If i was him i wouldnt want to get out on bail. Chances are he wont be alive or fit to stand trial if it gets that far


----------



## jaycee05 (Sep 24, 2012)

I am so pleased to hear this, i hope if he IS the killer of this poor dog,he gets a long time in prison, but knowing our laws he wont, but someone will make him suffer i hope


----------



## Jansheff (Jan 31, 2011)

Agreed.
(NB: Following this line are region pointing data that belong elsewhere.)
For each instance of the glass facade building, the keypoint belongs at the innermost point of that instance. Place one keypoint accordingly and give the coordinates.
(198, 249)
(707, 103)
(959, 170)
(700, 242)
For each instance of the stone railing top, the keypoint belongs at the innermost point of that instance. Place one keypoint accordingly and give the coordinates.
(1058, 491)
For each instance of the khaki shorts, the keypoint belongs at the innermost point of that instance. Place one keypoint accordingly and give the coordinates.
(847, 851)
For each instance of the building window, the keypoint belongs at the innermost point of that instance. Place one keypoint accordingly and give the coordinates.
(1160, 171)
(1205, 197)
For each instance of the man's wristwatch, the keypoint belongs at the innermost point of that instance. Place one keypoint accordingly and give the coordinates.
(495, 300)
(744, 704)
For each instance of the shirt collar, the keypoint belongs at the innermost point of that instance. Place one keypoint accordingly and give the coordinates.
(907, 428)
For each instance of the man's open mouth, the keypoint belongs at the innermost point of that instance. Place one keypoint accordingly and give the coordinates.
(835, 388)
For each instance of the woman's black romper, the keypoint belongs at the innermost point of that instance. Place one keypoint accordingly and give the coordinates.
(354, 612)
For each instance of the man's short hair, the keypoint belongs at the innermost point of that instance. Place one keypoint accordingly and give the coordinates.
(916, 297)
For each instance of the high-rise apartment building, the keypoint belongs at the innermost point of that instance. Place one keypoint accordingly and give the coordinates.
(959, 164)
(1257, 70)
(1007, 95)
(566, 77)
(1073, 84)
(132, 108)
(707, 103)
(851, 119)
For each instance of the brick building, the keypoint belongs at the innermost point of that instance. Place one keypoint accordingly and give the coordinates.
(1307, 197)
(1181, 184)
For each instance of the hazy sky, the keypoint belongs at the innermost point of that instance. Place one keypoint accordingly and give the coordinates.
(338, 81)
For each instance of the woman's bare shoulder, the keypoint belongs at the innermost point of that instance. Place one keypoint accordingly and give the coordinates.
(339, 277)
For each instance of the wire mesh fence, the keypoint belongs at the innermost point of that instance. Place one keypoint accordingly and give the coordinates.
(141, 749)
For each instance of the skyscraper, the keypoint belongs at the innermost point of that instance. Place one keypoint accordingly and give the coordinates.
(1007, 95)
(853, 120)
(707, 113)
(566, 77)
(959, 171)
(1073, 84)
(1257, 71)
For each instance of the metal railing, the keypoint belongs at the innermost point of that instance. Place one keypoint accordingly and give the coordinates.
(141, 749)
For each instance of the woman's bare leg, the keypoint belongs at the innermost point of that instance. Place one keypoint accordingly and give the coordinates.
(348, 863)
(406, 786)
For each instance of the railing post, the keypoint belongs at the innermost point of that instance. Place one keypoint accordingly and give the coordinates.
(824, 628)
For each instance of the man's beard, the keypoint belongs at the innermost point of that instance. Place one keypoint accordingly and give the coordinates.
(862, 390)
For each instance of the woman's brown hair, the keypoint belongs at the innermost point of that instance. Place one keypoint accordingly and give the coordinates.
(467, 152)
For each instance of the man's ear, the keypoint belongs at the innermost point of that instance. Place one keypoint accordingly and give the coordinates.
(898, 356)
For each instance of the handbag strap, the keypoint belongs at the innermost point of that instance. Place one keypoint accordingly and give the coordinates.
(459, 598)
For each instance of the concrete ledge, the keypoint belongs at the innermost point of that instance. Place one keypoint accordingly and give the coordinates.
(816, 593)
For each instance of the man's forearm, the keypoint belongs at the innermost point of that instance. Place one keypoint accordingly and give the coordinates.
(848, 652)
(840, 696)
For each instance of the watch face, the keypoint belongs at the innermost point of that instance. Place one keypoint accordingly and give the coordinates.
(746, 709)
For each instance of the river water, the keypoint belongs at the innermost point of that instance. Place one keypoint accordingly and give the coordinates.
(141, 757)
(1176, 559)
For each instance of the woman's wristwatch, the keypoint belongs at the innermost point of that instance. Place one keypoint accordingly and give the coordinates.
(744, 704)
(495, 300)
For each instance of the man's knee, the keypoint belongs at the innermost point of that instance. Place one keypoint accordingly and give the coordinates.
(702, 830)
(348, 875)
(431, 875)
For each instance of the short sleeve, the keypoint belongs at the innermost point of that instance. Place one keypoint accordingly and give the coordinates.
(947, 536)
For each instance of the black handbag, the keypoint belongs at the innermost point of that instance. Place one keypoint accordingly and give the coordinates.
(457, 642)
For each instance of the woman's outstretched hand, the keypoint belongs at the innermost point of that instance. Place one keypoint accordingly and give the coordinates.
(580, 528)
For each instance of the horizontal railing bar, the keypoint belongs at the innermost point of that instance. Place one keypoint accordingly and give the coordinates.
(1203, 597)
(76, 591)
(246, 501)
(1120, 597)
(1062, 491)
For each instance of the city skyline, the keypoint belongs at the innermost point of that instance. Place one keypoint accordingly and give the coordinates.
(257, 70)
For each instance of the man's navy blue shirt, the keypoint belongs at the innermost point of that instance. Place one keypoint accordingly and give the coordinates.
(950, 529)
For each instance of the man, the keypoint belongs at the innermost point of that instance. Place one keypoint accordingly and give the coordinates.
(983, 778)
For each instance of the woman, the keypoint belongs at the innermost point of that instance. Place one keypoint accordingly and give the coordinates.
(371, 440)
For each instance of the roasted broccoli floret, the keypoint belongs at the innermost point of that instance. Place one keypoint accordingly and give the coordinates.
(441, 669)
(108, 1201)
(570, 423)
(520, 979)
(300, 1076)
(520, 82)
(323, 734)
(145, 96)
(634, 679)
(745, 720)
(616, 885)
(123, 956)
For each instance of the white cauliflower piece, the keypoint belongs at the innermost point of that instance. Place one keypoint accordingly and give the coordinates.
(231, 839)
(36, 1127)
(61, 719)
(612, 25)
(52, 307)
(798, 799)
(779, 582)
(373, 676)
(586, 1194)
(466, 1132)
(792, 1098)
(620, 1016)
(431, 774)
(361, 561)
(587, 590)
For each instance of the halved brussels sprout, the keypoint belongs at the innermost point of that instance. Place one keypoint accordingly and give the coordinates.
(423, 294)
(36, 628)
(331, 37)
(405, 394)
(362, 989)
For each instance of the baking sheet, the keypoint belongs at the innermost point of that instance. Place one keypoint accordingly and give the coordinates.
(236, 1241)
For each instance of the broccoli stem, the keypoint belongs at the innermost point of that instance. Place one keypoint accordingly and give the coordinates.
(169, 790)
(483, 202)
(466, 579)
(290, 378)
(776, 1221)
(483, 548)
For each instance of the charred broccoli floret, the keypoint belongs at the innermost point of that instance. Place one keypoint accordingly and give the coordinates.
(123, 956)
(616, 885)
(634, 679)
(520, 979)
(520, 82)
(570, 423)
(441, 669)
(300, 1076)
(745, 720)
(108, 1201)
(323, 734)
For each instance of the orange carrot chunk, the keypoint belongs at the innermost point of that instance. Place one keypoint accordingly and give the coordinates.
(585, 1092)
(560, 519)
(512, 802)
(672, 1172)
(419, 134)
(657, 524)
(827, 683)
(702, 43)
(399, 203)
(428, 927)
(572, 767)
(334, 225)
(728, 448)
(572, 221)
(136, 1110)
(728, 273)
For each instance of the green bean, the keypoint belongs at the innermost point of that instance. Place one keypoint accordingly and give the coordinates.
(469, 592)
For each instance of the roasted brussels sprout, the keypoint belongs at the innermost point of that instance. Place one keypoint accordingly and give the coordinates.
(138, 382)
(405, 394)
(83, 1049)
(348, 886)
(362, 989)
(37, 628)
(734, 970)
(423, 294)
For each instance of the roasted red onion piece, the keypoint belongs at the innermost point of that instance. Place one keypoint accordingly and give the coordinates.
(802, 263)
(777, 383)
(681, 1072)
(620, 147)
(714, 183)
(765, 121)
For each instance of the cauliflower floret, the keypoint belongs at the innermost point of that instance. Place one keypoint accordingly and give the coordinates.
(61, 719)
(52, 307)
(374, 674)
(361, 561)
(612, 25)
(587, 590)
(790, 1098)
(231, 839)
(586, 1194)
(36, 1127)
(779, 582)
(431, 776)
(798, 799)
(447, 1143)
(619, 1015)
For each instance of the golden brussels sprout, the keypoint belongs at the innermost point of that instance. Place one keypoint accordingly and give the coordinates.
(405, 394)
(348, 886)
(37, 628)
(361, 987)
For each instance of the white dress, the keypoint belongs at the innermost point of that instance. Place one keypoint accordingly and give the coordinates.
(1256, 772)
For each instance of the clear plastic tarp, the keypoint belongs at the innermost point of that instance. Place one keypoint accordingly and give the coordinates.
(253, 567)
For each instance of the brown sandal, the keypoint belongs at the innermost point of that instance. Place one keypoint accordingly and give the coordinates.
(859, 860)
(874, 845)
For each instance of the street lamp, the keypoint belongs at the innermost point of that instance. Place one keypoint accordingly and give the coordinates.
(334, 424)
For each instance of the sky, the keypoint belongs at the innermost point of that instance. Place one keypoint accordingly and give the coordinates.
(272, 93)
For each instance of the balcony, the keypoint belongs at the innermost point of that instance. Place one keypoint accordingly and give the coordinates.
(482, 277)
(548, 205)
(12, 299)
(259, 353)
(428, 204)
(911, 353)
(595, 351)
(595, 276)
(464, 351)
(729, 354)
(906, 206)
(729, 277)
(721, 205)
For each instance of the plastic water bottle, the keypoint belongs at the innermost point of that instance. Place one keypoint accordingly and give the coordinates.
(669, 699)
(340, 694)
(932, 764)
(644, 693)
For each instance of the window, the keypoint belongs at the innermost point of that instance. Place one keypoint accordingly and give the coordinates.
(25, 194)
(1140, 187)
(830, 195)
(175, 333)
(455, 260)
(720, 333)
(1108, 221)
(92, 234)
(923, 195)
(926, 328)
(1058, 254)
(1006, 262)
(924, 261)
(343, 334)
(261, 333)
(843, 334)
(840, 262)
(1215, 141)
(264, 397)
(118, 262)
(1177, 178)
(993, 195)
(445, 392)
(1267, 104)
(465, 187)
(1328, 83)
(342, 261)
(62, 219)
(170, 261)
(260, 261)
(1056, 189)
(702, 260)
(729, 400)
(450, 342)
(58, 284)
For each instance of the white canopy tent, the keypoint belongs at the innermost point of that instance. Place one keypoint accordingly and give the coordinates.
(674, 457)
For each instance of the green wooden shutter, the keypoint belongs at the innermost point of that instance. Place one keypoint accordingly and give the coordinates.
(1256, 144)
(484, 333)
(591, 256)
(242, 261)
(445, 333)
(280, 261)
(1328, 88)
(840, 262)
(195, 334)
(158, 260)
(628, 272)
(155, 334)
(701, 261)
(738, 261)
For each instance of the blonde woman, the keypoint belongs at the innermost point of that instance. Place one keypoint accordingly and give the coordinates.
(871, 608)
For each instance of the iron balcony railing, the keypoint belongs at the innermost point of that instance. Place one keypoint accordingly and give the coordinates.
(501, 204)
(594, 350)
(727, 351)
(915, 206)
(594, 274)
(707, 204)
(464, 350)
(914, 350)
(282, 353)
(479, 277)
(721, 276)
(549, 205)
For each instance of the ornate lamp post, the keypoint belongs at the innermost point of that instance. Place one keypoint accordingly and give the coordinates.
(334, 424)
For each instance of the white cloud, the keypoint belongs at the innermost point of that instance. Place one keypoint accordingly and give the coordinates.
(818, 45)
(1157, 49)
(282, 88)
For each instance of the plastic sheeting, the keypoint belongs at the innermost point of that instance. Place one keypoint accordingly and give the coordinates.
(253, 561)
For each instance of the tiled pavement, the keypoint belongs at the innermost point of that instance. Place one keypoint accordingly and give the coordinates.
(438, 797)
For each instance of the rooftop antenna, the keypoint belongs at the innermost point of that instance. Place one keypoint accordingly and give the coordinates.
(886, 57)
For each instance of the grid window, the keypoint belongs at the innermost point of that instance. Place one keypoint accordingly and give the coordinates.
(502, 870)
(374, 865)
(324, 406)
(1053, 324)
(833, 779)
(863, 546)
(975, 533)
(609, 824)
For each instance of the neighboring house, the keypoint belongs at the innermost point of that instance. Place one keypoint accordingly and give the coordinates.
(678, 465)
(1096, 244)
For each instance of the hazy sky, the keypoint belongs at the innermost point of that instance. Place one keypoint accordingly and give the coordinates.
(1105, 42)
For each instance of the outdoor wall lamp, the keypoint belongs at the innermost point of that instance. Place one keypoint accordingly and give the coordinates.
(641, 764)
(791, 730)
Hope to God they've got the right man though, given that they appear to have given him a trouncing.


----------



## Babbo (Feb 6, 2013)

Its sick what people can do to poor pets!!!! I hope they found them asap!!!!


----------



## Lulus mum (Feb 14, 2011)

Well done to anyone who helped bring this vile creature to the Police.

I just dont understand what "pleasure"little dog- anyone could get from doing something so cruel

I dont agree either with the wording of the charge-the man is accused of "causing unnecessary suffering" .
That should have been" torture and murder".

If this is the right man he should suffer a harsh penalty- and not just a slap on the wrist or fine or Community service.

Maureen
Rest in peace,little dog-
Sadly you never perhaps had chance to realise that humans can be kind and loving.


----------



## jaycee05 (Sep 24, 2012)

The law needs changing in this country, the men who have been arrested in Grimsby of setting dogs on foxes and badgers and caging a fox just so the dogs could rip it apart, have only got 4 months, what is wrong with these judges as well, if this was America they would be jailed for years
I cant understand why people would leave a puppy in a yard though either ,when these things keep happening, you should be able to, but not worth risking
I do feel sorry for the owner of the puppy, what a shock
It would be much safer to keep them in and take them for a walk,
Poor little puppy, cant bear to think how much suffering it went through


----------



## peterscot423 (Mar 25, 2013)

I am very upset to hear about such incident.


----------